Sylvebarbe

Un grand arbre avançait marchant sur ses racines,
Il marchait en tremblant dans la forêt perdue
Tendant ses grandes branches vers les hommes futiles
En agitant ses feuilles, en nous faisant des signes.
Ne serait-ce pas Treebear, le plus ancien des Ents
Qui appelle au secours pour sa forêt perdue?
Sa peau est faite d'écorce, sa barbe de rameaux,
Il porte devant lui le message de la sylve.
Il apparaît bien seul à l'orée du grand bois.
Où sont partis les dieux qui protégeaient Sylva?
Qu'êtes vous devenus? vous étiez immortels!
Aja des Yoroubas, Abnoba le Gaulois
Tapio et Melikki du pays des grands-froids
Et vous les Driaddes de la lointaine Hellade,
Aranyani des Indes, le Maori Tane,
Auriez vous rejoint Vidar dans ses silences du Nord?
Porewit n'est plus dans la toundra glacée,
Il ne protège plus le passant égaré.
Où êtes vous donc passés?
Je vous en prie,
Revenez!
Ils ne sont plus nombreux les peuples de la forêt,
Noyés dans nos tourments, nous les avons perdu.
Pour chaque homme qui chasse son enfance rêveuse,
Une fée agonise, un elfe disparaît.
Mais si nous fermons les yeux dans nos songeries blêmes,
Robin réapparaît et Peter Pan renaît.
Le chevalier Bragon et Gandalf le gris
Reviennent prendre l'épée, la Compagnie revit.

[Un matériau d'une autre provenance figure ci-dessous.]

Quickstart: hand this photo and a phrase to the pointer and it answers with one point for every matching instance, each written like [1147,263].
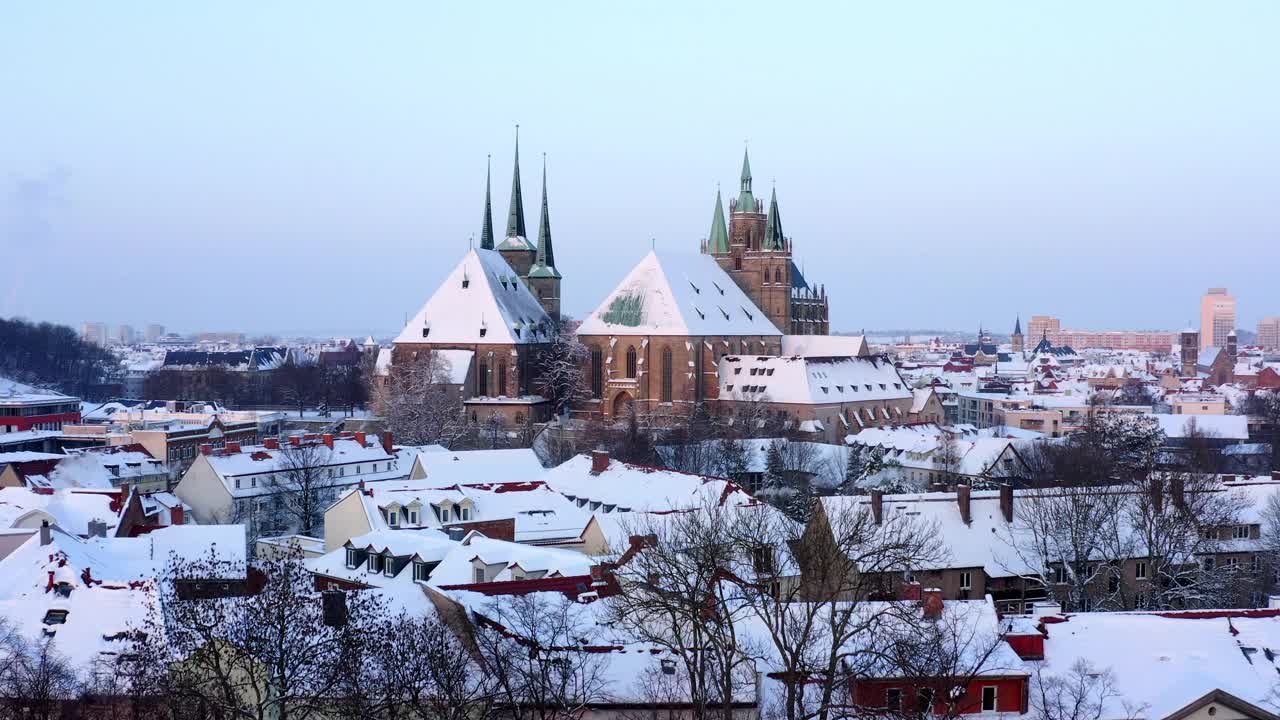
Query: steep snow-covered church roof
[481,300]
[677,295]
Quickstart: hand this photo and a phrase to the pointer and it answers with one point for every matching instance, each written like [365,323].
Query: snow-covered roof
[677,295]
[824,346]
[71,510]
[481,295]
[469,466]
[809,382]
[622,487]
[1221,427]
[1169,660]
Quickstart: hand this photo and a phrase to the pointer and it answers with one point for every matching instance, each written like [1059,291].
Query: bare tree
[265,655]
[1083,692]
[533,648]
[672,595]
[301,488]
[808,587]
[421,402]
[423,671]
[562,377]
[36,682]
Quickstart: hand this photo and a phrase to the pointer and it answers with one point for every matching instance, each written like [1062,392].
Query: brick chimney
[932,602]
[599,461]
[910,591]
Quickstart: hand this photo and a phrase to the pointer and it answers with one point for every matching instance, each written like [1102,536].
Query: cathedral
[757,254]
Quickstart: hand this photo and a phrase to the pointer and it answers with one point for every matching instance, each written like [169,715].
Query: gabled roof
[481,294]
[810,382]
[677,295]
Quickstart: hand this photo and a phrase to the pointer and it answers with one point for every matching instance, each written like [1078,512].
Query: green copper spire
[487,228]
[745,200]
[717,242]
[773,238]
[544,267]
[516,215]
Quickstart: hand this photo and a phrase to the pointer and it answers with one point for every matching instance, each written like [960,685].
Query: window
[666,374]
[988,698]
[597,373]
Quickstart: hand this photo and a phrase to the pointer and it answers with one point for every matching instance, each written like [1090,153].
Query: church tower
[515,247]
[757,254]
[544,279]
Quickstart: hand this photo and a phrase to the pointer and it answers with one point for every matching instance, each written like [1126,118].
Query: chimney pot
[599,461]
[932,602]
[963,502]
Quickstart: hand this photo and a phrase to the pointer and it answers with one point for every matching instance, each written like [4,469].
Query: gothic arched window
[667,370]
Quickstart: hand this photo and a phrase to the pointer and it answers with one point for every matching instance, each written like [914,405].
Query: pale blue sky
[319,167]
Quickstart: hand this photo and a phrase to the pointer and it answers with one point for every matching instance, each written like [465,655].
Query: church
[666,338]
[493,315]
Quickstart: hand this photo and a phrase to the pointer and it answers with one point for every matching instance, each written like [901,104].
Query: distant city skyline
[938,167]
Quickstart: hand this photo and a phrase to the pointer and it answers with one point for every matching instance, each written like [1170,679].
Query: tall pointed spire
[487,227]
[516,215]
[717,242]
[773,237]
[544,267]
[745,200]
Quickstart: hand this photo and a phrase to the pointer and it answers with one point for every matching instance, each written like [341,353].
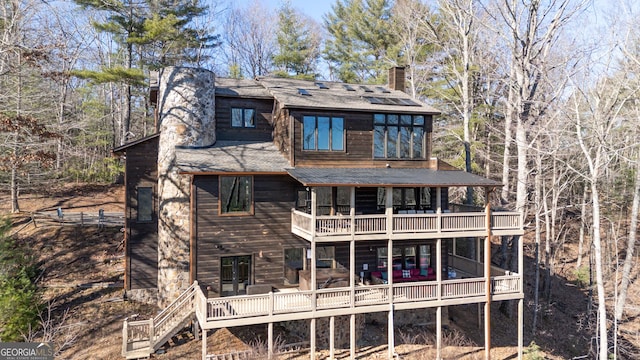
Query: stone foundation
[187,119]
[145,296]
[342,330]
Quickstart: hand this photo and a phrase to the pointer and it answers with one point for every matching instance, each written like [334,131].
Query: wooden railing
[402,223]
[142,338]
[237,307]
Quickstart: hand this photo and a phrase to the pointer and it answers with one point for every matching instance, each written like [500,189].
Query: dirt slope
[83,273]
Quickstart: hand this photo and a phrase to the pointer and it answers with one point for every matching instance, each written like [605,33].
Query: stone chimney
[396,78]
[186,109]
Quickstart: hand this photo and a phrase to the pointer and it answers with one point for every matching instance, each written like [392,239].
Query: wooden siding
[358,147]
[263,129]
[142,237]
[263,235]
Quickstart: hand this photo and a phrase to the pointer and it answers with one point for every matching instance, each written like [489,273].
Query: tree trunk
[583,224]
[631,242]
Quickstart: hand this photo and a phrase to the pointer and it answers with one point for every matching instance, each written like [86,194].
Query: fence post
[125,340]
[151,335]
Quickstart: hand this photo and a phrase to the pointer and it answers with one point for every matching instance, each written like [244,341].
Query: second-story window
[398,136]
[323,133]
[243,117]
[236,195]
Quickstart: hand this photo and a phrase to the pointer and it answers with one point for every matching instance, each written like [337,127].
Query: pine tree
[152,33]
[362,44]
[298,45]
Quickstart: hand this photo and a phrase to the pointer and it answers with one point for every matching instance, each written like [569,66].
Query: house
[273,200]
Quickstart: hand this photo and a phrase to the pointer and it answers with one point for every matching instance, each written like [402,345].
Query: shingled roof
[232,157]
[294,93]
[388,176]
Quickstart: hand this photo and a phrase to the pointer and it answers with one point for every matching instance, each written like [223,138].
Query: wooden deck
[145,336]
[403,226]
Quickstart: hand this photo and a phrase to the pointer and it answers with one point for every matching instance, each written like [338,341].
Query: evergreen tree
[298,45]
[19,296]
[362,44]
[151,33]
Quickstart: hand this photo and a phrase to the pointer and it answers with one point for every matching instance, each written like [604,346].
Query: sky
[313,8]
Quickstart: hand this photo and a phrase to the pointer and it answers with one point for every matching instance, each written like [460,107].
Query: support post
[390,334]
[312,340]
[520,326]
[487,276]
[270,340]
[332,337]
[439,332]
[204,344]
[352,340]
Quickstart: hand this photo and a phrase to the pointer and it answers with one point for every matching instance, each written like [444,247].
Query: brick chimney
[396,78]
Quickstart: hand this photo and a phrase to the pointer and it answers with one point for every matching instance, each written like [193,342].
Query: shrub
[582,276]
[532,352]
[19,295]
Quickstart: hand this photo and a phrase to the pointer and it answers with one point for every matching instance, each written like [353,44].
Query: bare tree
[596,115]
[251,41]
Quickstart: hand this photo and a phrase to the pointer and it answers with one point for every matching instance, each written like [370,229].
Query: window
[406,198]
[323,133]
[145,204]
[405,257]
[398,136]
[293,262]
[243,117]
[236,194]
[325,257]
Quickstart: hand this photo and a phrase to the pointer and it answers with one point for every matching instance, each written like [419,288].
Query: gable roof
[408,177]
[294,93]
[232,157]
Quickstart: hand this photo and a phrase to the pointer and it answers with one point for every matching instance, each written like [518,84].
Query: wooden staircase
[142,338]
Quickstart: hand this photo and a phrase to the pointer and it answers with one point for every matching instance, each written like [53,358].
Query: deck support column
[487,276]
[520,326]
[314,281]
[521,301]
[352,340]
[439,332]
[312,340]
[438,270]
[332,337]
[204,344]
[270,340]
[390,333]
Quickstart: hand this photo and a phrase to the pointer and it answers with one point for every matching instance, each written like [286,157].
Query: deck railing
[237,307]
[327,225]
[141,338]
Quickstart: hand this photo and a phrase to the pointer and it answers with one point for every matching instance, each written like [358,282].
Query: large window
[323,133]
[325,257]
[243,117]
[145,204]
[236,194]
[398,136]
[407,198]
[405,257]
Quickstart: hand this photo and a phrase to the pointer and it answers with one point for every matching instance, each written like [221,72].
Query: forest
[541,95]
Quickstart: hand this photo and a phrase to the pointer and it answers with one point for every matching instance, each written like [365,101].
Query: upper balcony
[404,226]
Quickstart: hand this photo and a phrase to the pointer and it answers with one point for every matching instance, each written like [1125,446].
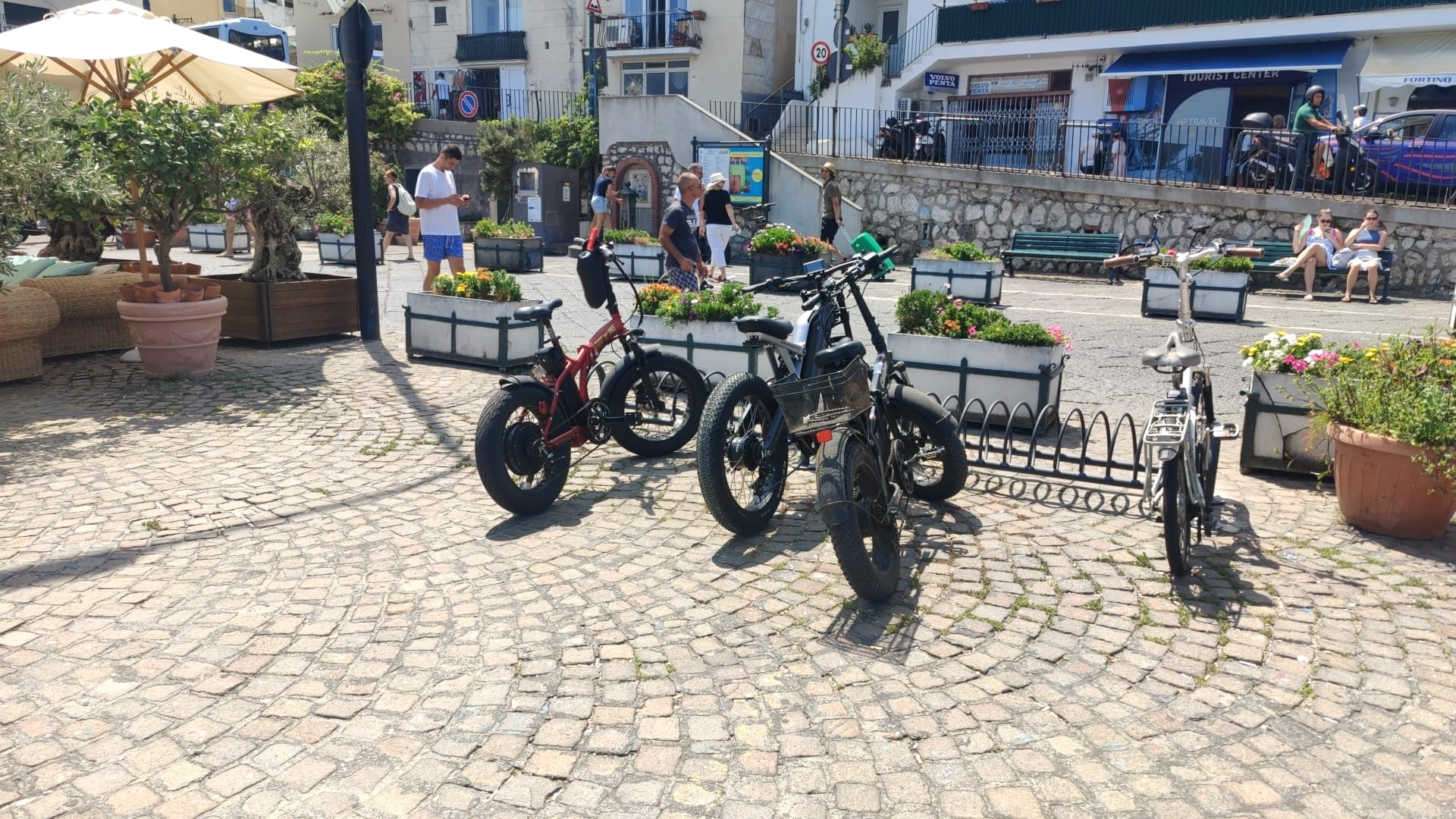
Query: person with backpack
[400,207]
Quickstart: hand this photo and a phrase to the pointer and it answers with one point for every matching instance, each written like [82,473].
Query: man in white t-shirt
[438,213]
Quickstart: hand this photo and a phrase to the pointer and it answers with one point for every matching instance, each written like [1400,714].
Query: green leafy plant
[928,312]
[1226,264]
[959,251]
[334,223]
[628,237]
[1402,388]
[509,229]
[785,241]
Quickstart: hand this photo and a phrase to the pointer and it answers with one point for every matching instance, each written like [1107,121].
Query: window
[654,77]
[491,17]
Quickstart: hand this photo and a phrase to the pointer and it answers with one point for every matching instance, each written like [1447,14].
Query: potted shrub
[1219,292]
[963,352]
[701,325]
[962,270]
[1276,409]
[507,245]
[337,240]
[641,256]
[1389,411]
[778,249]
[303,172]
[469,318]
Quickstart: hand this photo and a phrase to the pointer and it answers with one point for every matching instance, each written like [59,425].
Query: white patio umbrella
[86,50]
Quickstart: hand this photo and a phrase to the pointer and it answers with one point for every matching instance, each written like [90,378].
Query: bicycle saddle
[778,328]
[835,357]
[536,312]
[1174,354]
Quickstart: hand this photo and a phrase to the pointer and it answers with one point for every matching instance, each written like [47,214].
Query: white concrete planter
[642,262]
[469,330]
[1216,295]
[213,238]
[1276,428]
[712,347]
[968,371]
[974,281]
[335,248]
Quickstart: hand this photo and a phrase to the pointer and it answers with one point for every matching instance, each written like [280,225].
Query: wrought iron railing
[1008,19]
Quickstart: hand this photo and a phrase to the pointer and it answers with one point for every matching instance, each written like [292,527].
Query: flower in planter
[509,229]
[783,240]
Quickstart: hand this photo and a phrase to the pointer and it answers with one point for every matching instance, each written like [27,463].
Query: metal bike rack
[1053,449]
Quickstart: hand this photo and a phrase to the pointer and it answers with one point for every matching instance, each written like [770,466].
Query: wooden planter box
[338,248]
[1276,428]
[213,238]
[516,256]
[974,281]
[962,371]
[764,267]
[642,262]
[1216,295]
[712,347]
[286,311]
[469,330]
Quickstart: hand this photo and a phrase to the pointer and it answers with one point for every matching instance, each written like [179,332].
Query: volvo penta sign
[943,82]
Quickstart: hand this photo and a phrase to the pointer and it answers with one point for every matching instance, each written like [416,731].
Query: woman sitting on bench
[1313,248]
[1367,242]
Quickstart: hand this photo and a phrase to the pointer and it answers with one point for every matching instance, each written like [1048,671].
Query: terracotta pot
[1382,488]
[175,338]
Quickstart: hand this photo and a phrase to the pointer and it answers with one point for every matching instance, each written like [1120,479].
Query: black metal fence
[1367,168]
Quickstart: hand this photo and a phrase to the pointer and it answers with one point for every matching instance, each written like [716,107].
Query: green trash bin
[865,243]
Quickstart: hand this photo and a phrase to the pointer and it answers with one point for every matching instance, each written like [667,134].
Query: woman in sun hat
[721,223]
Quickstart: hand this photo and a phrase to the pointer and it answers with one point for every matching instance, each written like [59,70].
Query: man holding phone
[438,213]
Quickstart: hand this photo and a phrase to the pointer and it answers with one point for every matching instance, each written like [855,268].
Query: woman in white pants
[721,222]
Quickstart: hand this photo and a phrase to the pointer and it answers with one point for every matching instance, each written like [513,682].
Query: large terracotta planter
[1381,487]
[175,338]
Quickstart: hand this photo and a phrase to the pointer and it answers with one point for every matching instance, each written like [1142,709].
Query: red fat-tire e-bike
[651,403]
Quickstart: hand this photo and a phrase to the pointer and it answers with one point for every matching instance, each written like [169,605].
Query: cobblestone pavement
[280,591]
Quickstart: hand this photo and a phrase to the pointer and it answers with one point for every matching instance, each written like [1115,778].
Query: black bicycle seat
[778,328]
[536,312]
[833,357]
[1172,356]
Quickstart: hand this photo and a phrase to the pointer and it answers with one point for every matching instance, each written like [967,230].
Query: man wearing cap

Nos rêves ne sont pas creux,
Nous retrouvons les dieux.
Je revois Sylvebarbe, il avance, têtu,
Il appelle au secours, j'en suis sûr, c'est bien lui,
Il n'est pas seul,
Je le vois,
Derrière lui se presse toute une multitude,
La foule de nos ancêtres accrochés à ses pas,
Ils chantent un air très doux et nous tendent les bras.
Peut-être pourrions nous, si nous croyons encore,
Faire la paix enfin, nous lover dans leurs branches,
Avoir confiance en eux,
Les faire revivre un peu,
Retrouver nos anciens
Que nous croyions éteints,
Sauver leurs protégés
Pour aussi nous sauver.
Alors un vent très fort souffle dans notre dos,
Les grandes voiles des arbres se déploient dans l'azur,
Le grand vaisseau des êtres de la forêt perdue
Appareille vers des terres, des rivages inconnus.
Osons prendre le large main dans la main des dieux!
Osons ne plus vouloir bâtir à qui mieux mieux!
Osons ne plus détruire, osons rêver un peu!
Osons aller moins vite, osons ouvrir les yeux!
C'est le grand cris de l'arbre.
Dans un souffle,
Sans un bruit,
Le monde se fit silence.
Une suspension du temps.
On entendit ses branches bercer au vent léger
Les nids des oisillons chantant sous la charmaie.
Antoine Leprette
Vendredi 3 juillet 2020- La Maison du pêcheur- Locmiquélic
Extrait de "Blues du soir: le grand cris de l'arbre" (Inédit)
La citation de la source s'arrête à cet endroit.